Ce matin là, nous étions donc 5 amis à se sortir très tôt de notre lit douillet à l’auberge de jeunesse de Langmusi, village touristique du Plateau tibétain (Région du Sichuan, mais proche de la frontière du Tibet). Nous avions entendu parler du « Sky Burial »… kesako ?! Le ciel ? Le feu ? L’enterrement ? Renseignements pris sur internet… Les funérailles célestes sont une coutume liée au bouddhisme et pratiquée par les tibétains dans les régions du Tibet, du Sichuan, du Yunnan et de la Mongolie Intérieure. Au cœur de la philosophie bouddhiste, nous retrouvons les concepts d’impermanence et d’éveil.  En effet, nous pouvons tous constater que nos vies sont jalonnées de différentes souffrances, causées en partie par l’impermanence de nos jobs, de nos possessions matérielles, de notre richesse, de notre pouvoir, mais aussi de nos relations, de nos émotions (positives ou négatives) et de la vie tout simplement. Tout est changeant à chaque instant. En particulier pour nous occidentaux, la plus grande peur de perte est souvent celle de perdre la vie, de mourir… et avant cela, de vivre la mort d’un ami, d’un proche. Or selon le bouddhisme, la recherche du bonheur passe justement par la libération de toutes ces souffrances, jusqu’à la mort d’un proche. A l’instar du Bouddha qui a réalisé l’ « éveil », en se détachant de toutes les souffrances du monde, nous pouvons sortir du cycle des réincarnations et vivre un bonheur permanent. Ainsi, si l’on accepte la possibilité de réincarnation (ou de non-réincarnation justement), ce corps de chair, de muscles et d’os nous sert de « véhicule » le long de notre chemin semé d’embuches (de souffrances) vers le bonheur, l’ « éveil » à la réalité de nos vies. Nul besoin alors de se réincarner à nouveau dans un « véhicule », qu’il soit humain, animal ou même végétal. Ou en tout cas, même si les boddhisattvas reviennent sur Terre pour aider chacun vers son propre bonheur, le corps humain n’a plus d’importance dès que l’on intègre l’idée de l’impermanence de toutes choses.

N’étant pas un expert du bouddhisme, et encore moins du bouddhisme tibétain et de ces particularités, je tiens à préciser que le contexte planté ci-dessus n’est qu’une synthèse de l’interprétation très personnelle de mes lectures et expériences des dernières années. De plus, les informations données sont donc parfois volontairement, parfois involontairement incomplètes, mais à mon sens, suffisantes pour comprendre ce que je vais vous raconter après.

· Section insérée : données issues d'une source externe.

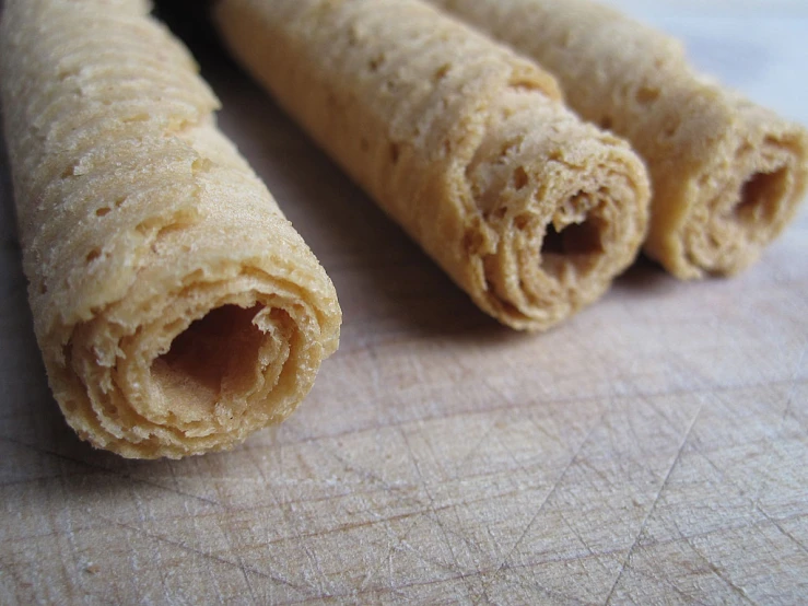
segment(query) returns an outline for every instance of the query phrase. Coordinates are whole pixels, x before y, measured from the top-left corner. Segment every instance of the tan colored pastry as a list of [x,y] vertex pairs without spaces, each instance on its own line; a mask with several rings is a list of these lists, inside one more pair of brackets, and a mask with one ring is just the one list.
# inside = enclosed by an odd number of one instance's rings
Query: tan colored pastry
[[234,55],[485,312],[546,329],[644,238],[629,147],[554,80],[415,0],[220,0]]
[[805,195],[808,136],[702,75],[676,40],[590,0],[432,0],[551,71],[631,141],[654,198],[645,252],[679,278],[759,257]]
[[283,420],[333,287],[138,0],[9,0],[0,89],[36,337],[68,422],[127,457]]

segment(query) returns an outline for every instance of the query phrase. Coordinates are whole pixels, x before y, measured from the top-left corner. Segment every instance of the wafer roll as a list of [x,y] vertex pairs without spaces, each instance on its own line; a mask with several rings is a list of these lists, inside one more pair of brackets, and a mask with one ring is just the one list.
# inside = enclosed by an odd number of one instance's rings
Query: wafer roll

L’aube apportait donc les premières lueurs du matin quand nous franchissions le grand portail décoré du Monastère de Sertri. Froid de canard. Un chemin nous mène vers le sommet de la colline sur laquelle sont construits les temps, les stupas et les maisons des moines. Plaines herbeuses, forêts de conifères et montagnes acérées à perte de vue, paysages tibétains ! Nous apercevons alors un grand espace couvert de drapeaux de prière. Un chemin bien tracé nous y mène, quelques vautours guettent notre arrivée sur la crête de la colline. Ces oiseaux semblent en effet d’une envergure impressionnante, plus de deux mètres pour certains ! Bon… le soleil se lève à peine et réchauffent enfin nos pieds et nos mains mais l’ambiance est glaciale…
Nous découvrons alors le lieu des funérailles… grosses pierres plates, très nombreux couteaux, des haches… pas très engageant mais nous y étions préparés… Les os (de toutes les parties de l’anatomie humaine) broyés et même quelques morceaux de chair et des crânes finissent de parfaire l’ambiance… nous montons nous asseoir plus haut sur la colline. Il est déjà « tard », pas de cérémonie aujourd’hui…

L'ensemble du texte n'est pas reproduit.